Adding the seven letters to five signs cost almost $5,000 – $2,200 to prepare the stone and design new stencils and $2,600 for letters and installation, which would have been incurred had Augusta been included at an earlier stage, said spokesperson Christen Carter.
More gateway signs to be installed on the Summerville, Health Sciences and Forest Hills campuses are still in the design phase, Carter said.
The $3.8 million project approved by the University System of Georgia Board of Regents last year also includes flags, posters and interior signs that will bear the name.

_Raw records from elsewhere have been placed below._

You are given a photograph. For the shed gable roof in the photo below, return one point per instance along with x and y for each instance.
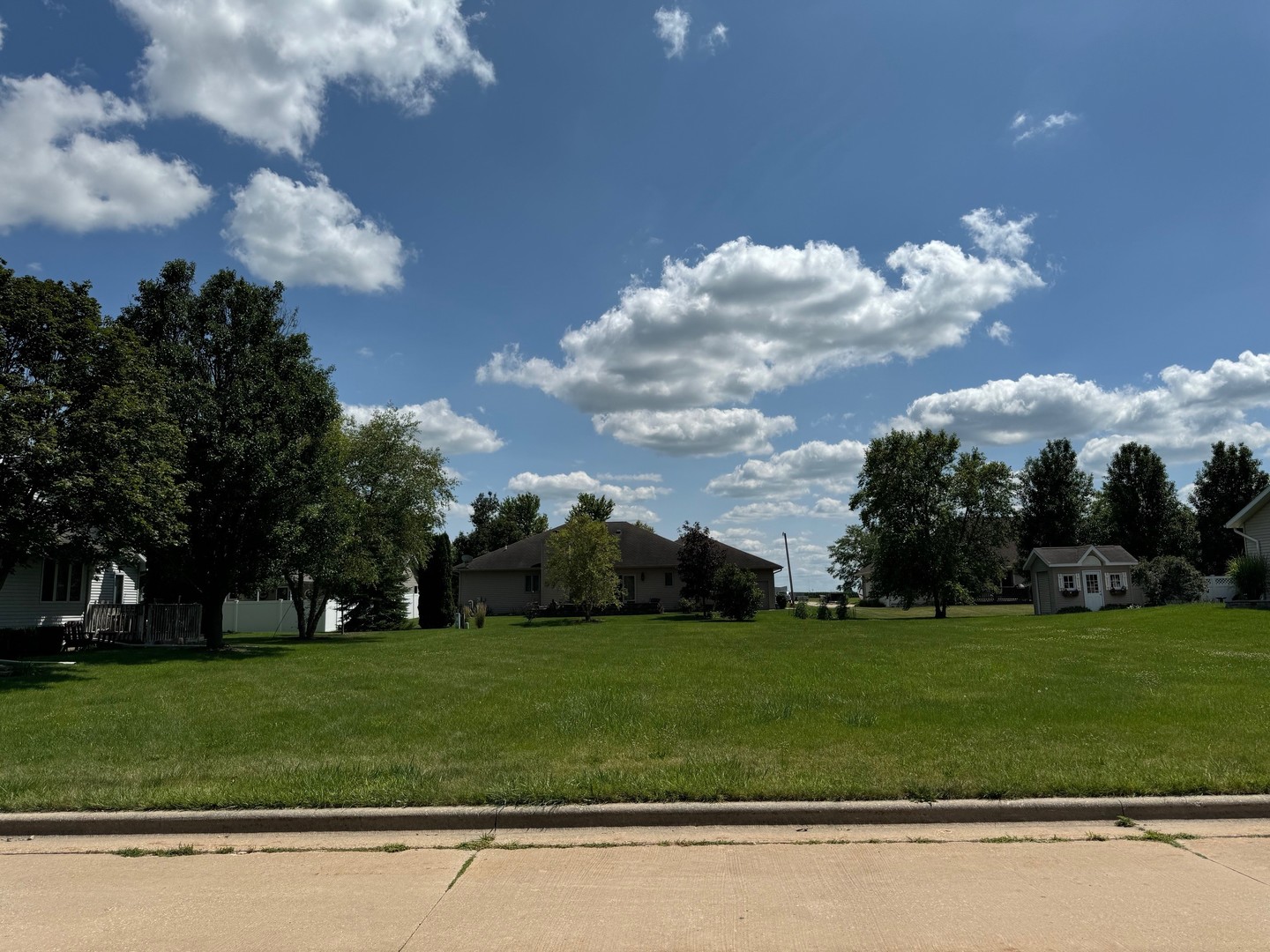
(1054, 556)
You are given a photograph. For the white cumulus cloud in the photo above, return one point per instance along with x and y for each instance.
(1000, 331)
(997, 235)
(796, 472)
(57, 169)
(259, 69)
(701, 432)
(1048, 126)
(751, 319)
(1179, 419)
(672, 29)
(439, 427)
(559, 492)
(285, 230)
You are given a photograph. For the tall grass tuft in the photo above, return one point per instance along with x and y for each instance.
(1249, 573)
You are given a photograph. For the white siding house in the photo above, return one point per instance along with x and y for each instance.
(56, 591)
(1252, 524)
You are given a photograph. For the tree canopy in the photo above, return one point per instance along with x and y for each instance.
(700, 562)
(937, 518)
(90, 452)
(736, 593)
(378, 496)
(1138, 507)
(582, 557)
(1226, 482)
(498, 524)
(1054, 498)
(254, 407)
(436, 585)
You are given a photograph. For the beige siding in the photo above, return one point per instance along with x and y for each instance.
(1259, 528)
(1047, 585)
(1042, 593)
(503, 591)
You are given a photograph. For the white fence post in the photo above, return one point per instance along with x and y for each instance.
(1218, 588)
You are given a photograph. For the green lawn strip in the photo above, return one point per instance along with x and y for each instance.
(1169, 701)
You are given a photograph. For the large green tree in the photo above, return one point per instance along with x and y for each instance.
(1054, 498)
(1226, 482)
(937, 517)
(582, 559)
(498, 524)
(436, 587)
(89, 453)
(400, 492)
(1138, 507)
(254, 407)
(700, 562)
(322, 556)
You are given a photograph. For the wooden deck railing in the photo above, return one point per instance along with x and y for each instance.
(145, 625)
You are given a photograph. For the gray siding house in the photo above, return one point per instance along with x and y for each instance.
(1252, 522)
(57, 591)
(1081, 576)
(511, 577)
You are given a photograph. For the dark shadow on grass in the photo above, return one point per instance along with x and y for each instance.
(243, 648)
(26, 675)
(560, 622)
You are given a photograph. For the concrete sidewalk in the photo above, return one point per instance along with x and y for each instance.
(725, 888)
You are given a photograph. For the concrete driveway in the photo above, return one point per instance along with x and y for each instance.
(1095, 886)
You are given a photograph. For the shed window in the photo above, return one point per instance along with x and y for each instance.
(63, 582)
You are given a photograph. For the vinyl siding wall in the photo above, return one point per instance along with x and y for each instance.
(504, 591)
(1047, 587)
(19, 598)
(1259, 528)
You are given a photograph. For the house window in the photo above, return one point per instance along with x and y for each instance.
(63, 582)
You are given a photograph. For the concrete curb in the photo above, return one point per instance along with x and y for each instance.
(743, 814)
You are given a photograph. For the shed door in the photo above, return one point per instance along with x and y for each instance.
(1094, 591)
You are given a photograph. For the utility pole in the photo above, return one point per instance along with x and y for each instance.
(788, 565)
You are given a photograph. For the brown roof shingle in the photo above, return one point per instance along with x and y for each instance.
(640, 548)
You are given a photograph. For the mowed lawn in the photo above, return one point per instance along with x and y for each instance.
(657, 707)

Many in the community were outraged in December when new signs appeared without the word Augusta. This came after school officials last summer revealed blueprints showing “Georgia Regents University Augusta” would replace “Augusta State University” on the brick pillars at the school’s entrance on Walton Way and other entry points.
The signs were supposed to be part of a compromise made in 2012 between President Ricardo Azziz and members of Save the A, a group of business people and community members opposed to the chosen name of the consolidated university.
Azziz said the GRU name would remain but that Georgia Regents University Augusta would be used by athletic teams and in the logo.
After public outcry that signs erected strayed from the original blueprints, university officials announced in late January they would redo the signs.
Save the A Chairman Nick Evans said he still does not believe university officials have lived up to their promise despite the sign change.
The agreement reached in 2012 provided that Augusta would be featured “prominently” in promotional materials and the logo.
Evans said TV commercials he has seen buries the word Augusta or doesn’t feature it at all. He said school vehicles such as the GRU Jaguar Express Bus also downplay Augusta, which doesn’t live up to the spirit of the agreement.
“I still don’t think they’re doing everything they agreed to in their compromise,” he said. “There’s still a lot of things they need to review. It’s more than signage. It’s all marketing materials. Why do they keep doing things wrong and then have to redo them? Why can’t they just do it right the first time?”